Two poles of equal heights are standing opposite each other on either side of the road,which is $80\, m$ wide. From a point between them on the road,the angles of elevation of the top of the poles are $60^{\circ}$ and $30^{\circ},$ respectively. Find the height of the poles and the distances of the point from the poles.

(N/A) Let $AB$ and $CD$ be the poles of equal height $h$,and $O$ be the point on the road $BD$ such that $BD = 80\, m$.
Let $BO = x\, m$,then $OD = (80 - x)\, m$.

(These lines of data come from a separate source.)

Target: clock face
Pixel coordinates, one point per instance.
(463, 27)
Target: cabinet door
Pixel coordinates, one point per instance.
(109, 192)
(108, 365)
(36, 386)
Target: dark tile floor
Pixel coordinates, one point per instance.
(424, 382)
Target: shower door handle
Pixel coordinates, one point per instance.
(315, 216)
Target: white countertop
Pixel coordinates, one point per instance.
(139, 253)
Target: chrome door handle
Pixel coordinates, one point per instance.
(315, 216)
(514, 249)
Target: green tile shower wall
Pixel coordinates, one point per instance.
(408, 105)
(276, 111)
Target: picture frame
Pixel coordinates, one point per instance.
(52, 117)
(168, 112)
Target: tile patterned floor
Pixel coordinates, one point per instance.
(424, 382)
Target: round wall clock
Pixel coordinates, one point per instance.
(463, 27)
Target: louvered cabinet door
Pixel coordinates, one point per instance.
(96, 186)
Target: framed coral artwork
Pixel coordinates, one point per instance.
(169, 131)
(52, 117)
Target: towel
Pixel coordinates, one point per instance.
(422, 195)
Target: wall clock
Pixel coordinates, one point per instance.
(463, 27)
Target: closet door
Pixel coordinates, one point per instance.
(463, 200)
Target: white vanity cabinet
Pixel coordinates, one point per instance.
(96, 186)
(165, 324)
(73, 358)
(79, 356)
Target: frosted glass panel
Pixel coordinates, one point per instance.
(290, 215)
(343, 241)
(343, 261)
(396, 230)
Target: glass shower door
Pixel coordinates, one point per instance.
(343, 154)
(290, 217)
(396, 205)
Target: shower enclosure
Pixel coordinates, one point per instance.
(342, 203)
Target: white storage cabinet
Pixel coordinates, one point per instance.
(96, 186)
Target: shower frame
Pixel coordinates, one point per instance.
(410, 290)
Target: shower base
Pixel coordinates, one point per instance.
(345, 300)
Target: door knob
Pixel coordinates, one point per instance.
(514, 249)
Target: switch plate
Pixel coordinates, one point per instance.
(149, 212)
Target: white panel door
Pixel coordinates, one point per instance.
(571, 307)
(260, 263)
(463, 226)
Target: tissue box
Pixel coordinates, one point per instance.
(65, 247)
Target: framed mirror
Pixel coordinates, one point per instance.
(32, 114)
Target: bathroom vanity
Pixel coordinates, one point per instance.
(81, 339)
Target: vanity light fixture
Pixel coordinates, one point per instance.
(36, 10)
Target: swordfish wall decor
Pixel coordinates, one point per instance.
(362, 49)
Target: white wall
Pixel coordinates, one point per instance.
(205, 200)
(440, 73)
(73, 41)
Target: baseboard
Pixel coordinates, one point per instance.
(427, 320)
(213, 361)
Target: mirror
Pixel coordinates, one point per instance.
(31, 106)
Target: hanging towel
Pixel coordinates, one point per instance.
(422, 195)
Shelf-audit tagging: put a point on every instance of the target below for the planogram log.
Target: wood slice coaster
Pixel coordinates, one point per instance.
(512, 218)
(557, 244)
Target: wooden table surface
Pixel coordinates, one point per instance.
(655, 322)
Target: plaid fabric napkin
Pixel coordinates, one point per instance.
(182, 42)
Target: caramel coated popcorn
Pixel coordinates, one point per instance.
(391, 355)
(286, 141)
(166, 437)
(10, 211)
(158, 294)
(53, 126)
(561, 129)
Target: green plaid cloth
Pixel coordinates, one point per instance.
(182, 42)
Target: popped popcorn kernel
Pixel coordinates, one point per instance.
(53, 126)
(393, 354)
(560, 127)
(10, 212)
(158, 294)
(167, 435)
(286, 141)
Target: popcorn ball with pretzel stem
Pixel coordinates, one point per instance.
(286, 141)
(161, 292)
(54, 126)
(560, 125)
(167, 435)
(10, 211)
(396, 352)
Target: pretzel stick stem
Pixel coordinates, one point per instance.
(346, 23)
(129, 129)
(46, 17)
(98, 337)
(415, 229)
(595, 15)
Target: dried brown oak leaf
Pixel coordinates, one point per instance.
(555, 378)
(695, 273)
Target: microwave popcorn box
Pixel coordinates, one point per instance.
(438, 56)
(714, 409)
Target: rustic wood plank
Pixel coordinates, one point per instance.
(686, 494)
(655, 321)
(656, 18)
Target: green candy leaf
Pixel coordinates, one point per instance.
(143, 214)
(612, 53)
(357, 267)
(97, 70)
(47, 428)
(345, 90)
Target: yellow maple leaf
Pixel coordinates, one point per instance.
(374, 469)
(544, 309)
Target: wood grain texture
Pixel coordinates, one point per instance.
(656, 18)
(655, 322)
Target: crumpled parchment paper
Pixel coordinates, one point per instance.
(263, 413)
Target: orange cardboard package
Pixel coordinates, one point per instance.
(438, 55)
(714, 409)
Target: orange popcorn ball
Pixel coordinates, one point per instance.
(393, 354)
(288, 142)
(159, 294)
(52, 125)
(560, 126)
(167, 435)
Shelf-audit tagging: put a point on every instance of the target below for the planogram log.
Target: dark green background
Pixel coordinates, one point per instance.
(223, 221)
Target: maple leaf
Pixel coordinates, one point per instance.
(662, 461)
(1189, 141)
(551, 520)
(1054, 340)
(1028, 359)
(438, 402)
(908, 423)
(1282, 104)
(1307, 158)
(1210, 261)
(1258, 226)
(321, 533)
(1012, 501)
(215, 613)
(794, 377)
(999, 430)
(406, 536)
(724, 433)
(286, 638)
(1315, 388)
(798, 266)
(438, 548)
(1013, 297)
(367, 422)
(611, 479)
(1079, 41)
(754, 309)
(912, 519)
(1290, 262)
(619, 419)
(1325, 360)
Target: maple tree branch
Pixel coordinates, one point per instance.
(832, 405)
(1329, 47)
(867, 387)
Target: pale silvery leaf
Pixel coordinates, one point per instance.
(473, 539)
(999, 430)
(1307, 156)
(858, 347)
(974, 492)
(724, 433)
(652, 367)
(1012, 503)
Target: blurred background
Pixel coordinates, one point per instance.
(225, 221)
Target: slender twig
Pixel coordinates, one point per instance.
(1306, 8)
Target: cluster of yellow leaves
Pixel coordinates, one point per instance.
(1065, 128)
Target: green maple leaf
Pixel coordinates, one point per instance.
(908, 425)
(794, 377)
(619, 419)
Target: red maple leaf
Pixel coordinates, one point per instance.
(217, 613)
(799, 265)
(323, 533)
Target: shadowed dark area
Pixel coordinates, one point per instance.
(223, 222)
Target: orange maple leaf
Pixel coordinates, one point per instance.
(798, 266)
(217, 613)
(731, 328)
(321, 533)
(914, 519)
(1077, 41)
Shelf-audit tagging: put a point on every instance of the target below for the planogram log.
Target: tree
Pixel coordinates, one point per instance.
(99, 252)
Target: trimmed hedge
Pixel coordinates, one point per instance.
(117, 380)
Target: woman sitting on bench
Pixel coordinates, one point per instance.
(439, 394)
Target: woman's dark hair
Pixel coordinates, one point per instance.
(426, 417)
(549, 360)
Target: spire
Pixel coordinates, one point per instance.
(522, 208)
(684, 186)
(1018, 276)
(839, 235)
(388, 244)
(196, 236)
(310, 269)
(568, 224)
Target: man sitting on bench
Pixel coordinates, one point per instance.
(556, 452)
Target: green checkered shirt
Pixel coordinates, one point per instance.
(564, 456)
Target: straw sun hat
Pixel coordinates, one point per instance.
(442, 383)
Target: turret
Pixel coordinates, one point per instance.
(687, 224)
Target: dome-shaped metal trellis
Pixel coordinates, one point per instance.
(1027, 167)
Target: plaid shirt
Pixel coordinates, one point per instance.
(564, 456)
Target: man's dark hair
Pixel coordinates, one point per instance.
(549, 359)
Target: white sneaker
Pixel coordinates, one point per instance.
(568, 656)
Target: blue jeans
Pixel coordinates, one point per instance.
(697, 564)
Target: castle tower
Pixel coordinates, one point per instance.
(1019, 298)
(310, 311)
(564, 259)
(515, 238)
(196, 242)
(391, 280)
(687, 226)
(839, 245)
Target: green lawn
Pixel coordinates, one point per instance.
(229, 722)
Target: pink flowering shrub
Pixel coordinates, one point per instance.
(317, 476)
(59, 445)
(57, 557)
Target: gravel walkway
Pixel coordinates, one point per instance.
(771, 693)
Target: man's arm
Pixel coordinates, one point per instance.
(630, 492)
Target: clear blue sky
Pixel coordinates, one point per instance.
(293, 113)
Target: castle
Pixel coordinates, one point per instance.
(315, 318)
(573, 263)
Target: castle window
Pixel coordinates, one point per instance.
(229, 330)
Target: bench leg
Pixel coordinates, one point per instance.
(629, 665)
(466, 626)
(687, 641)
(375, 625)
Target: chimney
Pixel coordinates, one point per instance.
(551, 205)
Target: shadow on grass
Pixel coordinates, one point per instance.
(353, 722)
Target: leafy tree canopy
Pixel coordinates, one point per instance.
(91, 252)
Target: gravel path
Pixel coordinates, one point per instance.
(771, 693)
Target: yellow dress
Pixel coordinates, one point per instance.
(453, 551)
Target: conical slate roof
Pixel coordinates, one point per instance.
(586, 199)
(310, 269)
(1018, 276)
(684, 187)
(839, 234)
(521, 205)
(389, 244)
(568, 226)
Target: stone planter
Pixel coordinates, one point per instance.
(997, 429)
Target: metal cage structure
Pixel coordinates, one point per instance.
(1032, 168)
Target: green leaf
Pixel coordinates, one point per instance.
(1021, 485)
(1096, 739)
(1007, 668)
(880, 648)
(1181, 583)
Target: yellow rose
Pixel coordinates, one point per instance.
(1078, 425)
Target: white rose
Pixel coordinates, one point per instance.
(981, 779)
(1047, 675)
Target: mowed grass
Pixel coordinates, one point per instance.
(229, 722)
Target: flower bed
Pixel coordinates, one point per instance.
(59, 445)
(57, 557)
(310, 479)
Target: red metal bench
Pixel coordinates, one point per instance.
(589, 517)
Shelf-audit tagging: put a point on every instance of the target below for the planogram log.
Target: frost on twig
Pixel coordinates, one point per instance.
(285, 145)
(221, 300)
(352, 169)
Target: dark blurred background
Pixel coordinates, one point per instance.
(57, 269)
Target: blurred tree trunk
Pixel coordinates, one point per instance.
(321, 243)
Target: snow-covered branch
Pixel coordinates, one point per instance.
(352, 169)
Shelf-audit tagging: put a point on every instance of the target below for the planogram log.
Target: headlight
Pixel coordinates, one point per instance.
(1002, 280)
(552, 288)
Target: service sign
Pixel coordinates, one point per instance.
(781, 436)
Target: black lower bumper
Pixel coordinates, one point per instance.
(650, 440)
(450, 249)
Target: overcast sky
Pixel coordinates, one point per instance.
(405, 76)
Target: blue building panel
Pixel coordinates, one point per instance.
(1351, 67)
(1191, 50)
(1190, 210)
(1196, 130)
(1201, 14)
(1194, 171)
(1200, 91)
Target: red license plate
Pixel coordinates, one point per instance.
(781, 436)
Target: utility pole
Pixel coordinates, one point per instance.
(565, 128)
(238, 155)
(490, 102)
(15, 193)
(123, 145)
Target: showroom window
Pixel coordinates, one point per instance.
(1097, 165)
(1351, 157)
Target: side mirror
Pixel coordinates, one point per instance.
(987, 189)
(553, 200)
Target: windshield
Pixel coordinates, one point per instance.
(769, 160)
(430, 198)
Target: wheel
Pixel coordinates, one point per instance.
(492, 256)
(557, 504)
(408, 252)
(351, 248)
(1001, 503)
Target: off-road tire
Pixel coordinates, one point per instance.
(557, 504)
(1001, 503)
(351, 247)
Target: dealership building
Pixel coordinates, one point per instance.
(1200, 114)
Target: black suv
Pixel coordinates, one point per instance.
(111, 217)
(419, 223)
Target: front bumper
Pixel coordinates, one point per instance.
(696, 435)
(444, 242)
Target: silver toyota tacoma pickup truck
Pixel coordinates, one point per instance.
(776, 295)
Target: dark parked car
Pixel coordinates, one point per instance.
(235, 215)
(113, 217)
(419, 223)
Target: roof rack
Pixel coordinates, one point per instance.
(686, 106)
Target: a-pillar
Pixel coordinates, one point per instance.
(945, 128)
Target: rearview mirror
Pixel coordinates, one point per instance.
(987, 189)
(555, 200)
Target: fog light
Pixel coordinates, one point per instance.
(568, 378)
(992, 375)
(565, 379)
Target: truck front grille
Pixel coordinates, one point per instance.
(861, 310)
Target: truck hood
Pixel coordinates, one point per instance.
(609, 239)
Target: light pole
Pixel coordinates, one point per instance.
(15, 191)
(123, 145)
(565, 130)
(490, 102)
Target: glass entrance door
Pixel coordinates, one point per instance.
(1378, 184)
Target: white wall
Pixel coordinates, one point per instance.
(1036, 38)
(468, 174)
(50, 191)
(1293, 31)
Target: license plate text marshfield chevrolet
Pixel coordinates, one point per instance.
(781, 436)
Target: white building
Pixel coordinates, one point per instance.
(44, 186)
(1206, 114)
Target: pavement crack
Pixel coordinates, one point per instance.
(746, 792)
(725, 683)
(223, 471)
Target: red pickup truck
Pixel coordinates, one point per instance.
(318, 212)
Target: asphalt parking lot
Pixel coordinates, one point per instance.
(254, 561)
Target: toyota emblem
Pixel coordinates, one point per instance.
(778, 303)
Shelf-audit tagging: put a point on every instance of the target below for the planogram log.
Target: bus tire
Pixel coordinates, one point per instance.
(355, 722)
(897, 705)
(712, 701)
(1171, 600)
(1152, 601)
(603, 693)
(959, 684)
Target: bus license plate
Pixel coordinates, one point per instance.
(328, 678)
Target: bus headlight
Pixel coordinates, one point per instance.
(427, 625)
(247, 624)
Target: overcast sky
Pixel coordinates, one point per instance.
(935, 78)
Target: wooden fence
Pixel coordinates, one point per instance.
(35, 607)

In $\triangle ABO$,$\tan 60^{\circ} = \frac{AB}{BO} \implies \sqrt{3} = \frac{h}{x} \implies h = x\sqrt{3} \quad \dots(1)$.
In $\triangle CDO$,$\tan 30^{\circ} = \frac{CD}{OD} \implies \frac{1}{\sqrt{3}} = \frac{h}{80 - x} \implies h = \frac{80 - x}{\sqrt{3}} \quad \dots(2)$.
Equating $(1)$ and $(2)$:
$x\sqrt{3} = \frac{80 - x}{\sqrt{3}}$
$3x = 80 - x$
$4x = 80 \implies x = 20\, m$.
So,$BO = 20\, m$ and $OD = 80 - 20 = 60\, m$.
Substituting $x$ in $(1)$:
$h = 20\sqrt{3}\, m$.
Thus,the height of the poles is $20\sqrt{3}\, m$ and the distances of the point from the poles are $20\, m$ and $60\, m$.